The proposed Headworks Reservoir is part of the Silver Lake Reservoir Complex Replacement Project, which will be constructed on approximately 12 acres within the Headworks Spreading Grounds, located in the southeastern San Fernando Valley area of Los Angeles, California. The Headworks Reservoir will consist of two structurally-separate reinforced concrete water storage structures surrounded by earthen embankments, with combined capacity of about 110 million gallons. The geologic units underlying the project site consists of artificial fill, recent to Holocene age alluvial deposits, and variably weathered quartz diorite / granodiorite that is cut by intrusive mafic dikes. This presentation provides a description of geotechnical exploration and testing methods for site characterization. Subsurface exploration consisted of rotary wash and continuous dry-core borings, Becker Penetration Test (BPT) soundings, sonic core borings, ground-water monitoring wells, close-range terrestrial photogrammetry and logging of deep test trenches, large-diameter ring density tests, suspension P-S wave velocity testing, and spectral analysis of surface waves (SASW).

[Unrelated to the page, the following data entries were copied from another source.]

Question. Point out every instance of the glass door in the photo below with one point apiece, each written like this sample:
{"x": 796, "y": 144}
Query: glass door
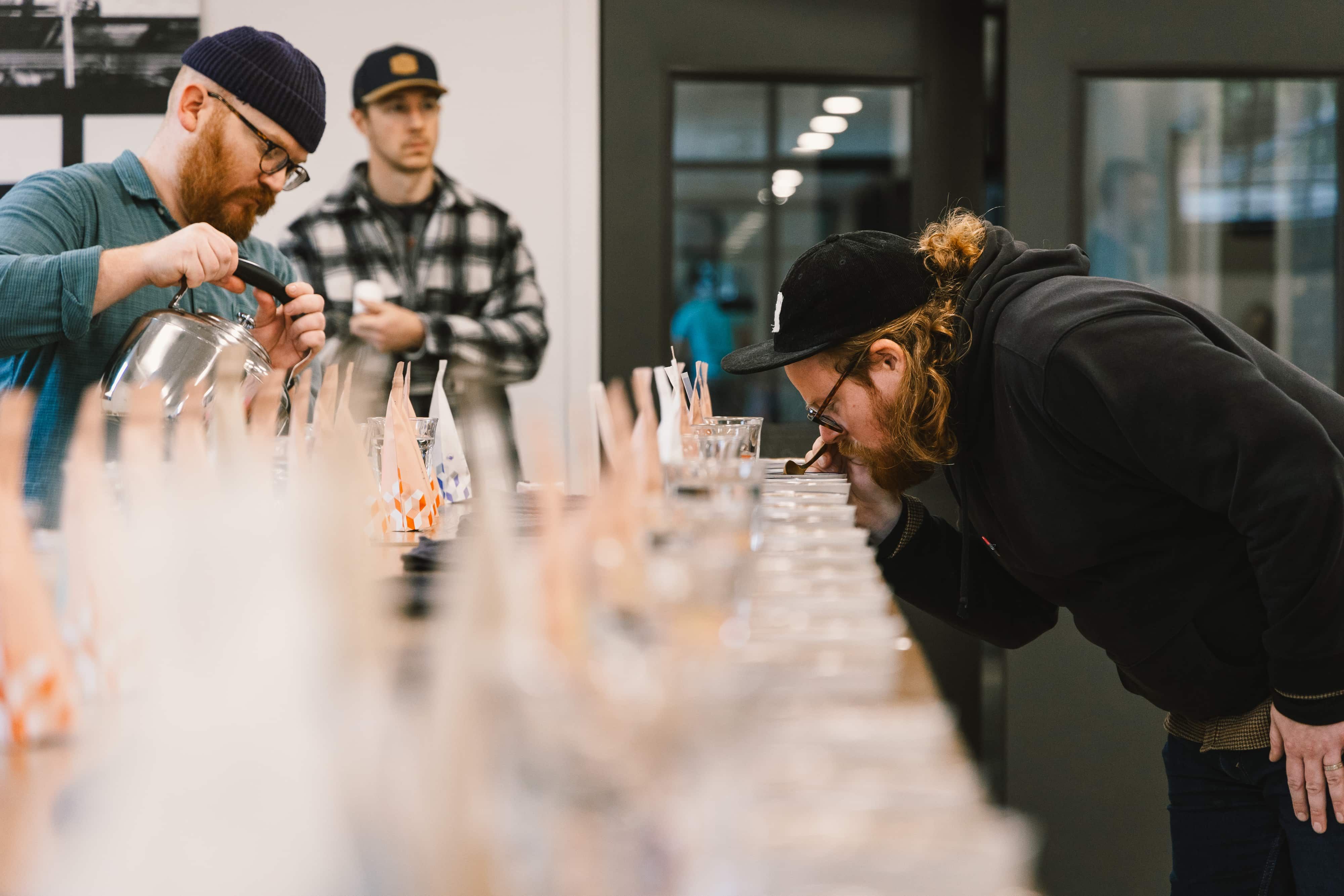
{"x": 761, "y": 171}
{"x": 1222, "y": 193}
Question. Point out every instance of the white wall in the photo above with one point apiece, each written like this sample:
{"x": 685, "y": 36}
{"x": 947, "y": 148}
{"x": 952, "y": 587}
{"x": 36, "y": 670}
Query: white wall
{"x": 519, "y": 127}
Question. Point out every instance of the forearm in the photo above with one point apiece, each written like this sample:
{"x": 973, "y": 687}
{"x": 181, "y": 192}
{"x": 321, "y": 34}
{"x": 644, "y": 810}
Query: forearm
{"x": 503, "y": 350}
{"x": 120, "y": 273}
{"x": 927, "y": 571}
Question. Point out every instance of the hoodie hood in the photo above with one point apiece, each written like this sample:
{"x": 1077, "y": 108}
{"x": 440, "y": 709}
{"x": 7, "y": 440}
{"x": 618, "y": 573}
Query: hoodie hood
{"x": 1005, "y": 270}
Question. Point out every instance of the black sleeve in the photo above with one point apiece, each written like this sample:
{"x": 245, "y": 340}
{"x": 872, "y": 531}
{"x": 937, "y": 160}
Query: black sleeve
{"x": 928, "y": 574}
{"x": 1205, "y": 422}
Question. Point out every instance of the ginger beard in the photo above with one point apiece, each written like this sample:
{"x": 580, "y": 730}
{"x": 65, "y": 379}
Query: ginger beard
{"x": 889, "y": 464}
{"x": 232, "y": 213}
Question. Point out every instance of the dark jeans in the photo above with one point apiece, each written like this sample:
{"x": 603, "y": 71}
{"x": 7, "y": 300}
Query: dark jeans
{"x": 1234, "y": 832}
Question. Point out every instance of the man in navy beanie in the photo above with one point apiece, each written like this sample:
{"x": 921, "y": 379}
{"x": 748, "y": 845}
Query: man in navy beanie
{"x": 88, "y": 249}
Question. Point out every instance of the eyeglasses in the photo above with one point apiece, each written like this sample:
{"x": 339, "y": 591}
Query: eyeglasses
{"x": 276, "y": 156}
{"x": 816, "y": 416}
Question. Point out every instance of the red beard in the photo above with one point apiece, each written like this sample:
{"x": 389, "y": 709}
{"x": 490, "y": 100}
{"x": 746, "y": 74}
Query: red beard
{"x": 892, "y": 468}
{"x": 233, "y": 214}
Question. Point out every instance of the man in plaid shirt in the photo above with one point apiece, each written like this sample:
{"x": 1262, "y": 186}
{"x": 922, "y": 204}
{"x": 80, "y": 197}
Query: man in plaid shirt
{"x": 456, "y": 279}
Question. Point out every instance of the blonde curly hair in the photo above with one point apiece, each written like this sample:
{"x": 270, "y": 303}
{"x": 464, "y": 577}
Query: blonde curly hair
{"x": 932, "y": 338}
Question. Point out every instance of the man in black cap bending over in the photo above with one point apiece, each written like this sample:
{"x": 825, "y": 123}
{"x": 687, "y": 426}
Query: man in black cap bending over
{"x": 1122, "y": 453}
{"x": 87, "y": 250}
{"x": 416, "y": 266}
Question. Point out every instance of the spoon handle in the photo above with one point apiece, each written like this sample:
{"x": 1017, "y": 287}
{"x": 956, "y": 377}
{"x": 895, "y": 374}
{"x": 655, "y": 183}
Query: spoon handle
{"x": 794, "y": 468}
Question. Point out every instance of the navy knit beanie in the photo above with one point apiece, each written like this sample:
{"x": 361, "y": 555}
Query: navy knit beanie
{"x": 268, "y": 73}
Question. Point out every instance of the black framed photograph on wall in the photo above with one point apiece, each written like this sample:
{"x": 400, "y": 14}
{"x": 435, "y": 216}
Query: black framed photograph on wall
{"x": 84, "y": 80}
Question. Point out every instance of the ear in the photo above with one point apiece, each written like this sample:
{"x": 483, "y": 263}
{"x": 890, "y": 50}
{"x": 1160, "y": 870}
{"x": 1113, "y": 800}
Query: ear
{"x": 888, "y": 356}
{"x": 361, "y": 120}
{"x": 190, "y": 106}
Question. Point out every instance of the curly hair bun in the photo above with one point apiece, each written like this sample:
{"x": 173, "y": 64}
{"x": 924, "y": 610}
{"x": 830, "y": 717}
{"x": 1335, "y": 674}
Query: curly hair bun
{"x": 952, "y": 246}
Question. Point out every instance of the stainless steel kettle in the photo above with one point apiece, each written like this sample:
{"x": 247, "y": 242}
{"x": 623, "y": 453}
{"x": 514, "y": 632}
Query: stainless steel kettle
{"x": 181, "y": 350}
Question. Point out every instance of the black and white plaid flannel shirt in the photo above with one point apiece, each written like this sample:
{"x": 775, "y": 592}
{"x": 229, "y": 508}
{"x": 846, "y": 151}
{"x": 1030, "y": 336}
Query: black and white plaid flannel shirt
{"x": 475, "y": 285}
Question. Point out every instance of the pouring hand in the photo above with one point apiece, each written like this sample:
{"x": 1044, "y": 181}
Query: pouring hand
{"x": 200, "y": 253}
{"x": 294, "y": 330}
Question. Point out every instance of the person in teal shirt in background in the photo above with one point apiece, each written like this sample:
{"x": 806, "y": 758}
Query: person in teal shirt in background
{"x": 87, "y": 250}
{"x": 704, "y": 326}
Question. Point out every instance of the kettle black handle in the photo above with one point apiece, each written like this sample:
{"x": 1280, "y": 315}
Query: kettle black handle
{"x": 255, "y": 274}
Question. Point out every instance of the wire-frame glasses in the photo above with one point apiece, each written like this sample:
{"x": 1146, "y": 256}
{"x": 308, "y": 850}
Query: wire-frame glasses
{"x": 816, "y": 416}
{"x": 276, "y": 158}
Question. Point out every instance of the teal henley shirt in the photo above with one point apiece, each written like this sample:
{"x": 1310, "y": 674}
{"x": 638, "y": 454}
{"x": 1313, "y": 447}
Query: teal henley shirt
{"x": 53, "y": 230}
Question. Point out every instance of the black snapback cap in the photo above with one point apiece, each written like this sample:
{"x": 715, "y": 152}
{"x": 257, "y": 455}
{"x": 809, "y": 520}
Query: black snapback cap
{"x": 393, "y": 69}
{"x": 845, "y": 285}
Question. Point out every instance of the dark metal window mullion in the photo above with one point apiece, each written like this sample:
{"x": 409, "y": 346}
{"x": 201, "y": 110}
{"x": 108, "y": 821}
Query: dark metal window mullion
{"x": 1339, "y": 245}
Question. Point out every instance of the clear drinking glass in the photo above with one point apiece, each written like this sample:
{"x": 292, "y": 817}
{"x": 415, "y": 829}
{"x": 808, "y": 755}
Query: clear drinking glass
{"x": 376, "y": 429}
{"x": 717, "y": 442}
{"x": 752, "y": 426}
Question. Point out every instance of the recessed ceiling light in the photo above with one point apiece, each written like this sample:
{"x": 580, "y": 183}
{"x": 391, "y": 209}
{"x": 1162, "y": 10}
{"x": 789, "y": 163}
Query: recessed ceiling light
{"x": 812, "y": 140}
{"x": 842, "y": 105}
{"x": 829, "y": 124}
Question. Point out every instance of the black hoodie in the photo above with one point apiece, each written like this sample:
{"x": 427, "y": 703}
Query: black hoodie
{"x": 1143, "y": 463}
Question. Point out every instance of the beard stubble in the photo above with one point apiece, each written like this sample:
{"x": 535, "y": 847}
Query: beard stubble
{"x": 892, "y": 467}
{"x": 235, "y": 213}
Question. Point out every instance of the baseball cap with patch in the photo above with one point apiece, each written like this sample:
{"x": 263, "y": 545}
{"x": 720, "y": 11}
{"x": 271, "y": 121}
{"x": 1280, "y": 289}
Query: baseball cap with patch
{"x": 845, "y": 285}
{"x": 393, "y": 69}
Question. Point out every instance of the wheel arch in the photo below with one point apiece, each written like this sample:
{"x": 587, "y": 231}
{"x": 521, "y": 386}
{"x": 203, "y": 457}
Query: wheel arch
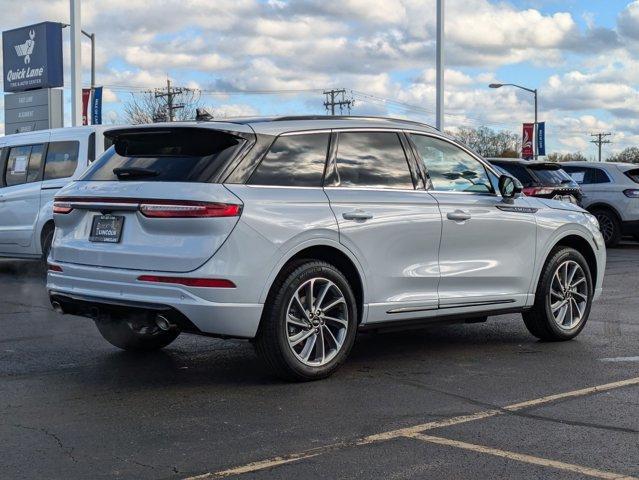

The advantages of supplementing rotary-wash borings with samples collected at 3- foot depth intervals with continuous dry core and sonic core borings will be presented. Due to the presence of thick sandy gravel lenses in the alluvial deposits beneath the site, BPT soundings in addition to conventional SPT testing was performed for liquefaction evaluation. In-situ density testing was conducted at 3-foot depth intervals in a 20-foot deep test trench using large (3- and 6-foot) diameter rings where gravel and cobbles were encountered. SASW and suspension logging was performed to characterize the shear wave velocity of the alluvial deposits and bedrock. An excellent correlation in shear wave velocity profiles was observed between several of the SASW surveys and suspension logging. Laboratory testing consisted of two and three-point direct shear tests, consolidation tests, triaxial unconsolidated-undrained tests, Atterberg limits tests, and over 80 grain size analyses. The laboratory test program was needed to characterize the alluvial deposits for liquefaction evaluation and soil-structure interaction analyses.

Mr. Perry is a Senior Engineering Geologist at AMEC Environment and Infrastructure in Los Angeles. He has 26 years of experience on geologic investigations for design and construction monitoring of infrastructure projects throughout California. A majority of these projects have been engineering geology studies for dams, tunnels, water storage reservoirs, water and sewer pipelines, highway and subway-rail structures, educational institutions, commercial facilities, sanitary landfills, and land development. He has performed numerous fault-rupture-hazard studies in southern California and Washington. Major infrastructure projects include the light rail/subway tunnels for the Los Angeles Metropolitan Transit Authority and the Emergency Water Storage Reservoir Project) for the San Diego County Water Authority.

Mr. Perry is the current treasurer of the AEG Southern California section. He received his Bachelors degree in Geological Sciences from the University of California at Santa Barbara and completed graduate studies in geology at Cal State Los Angeles.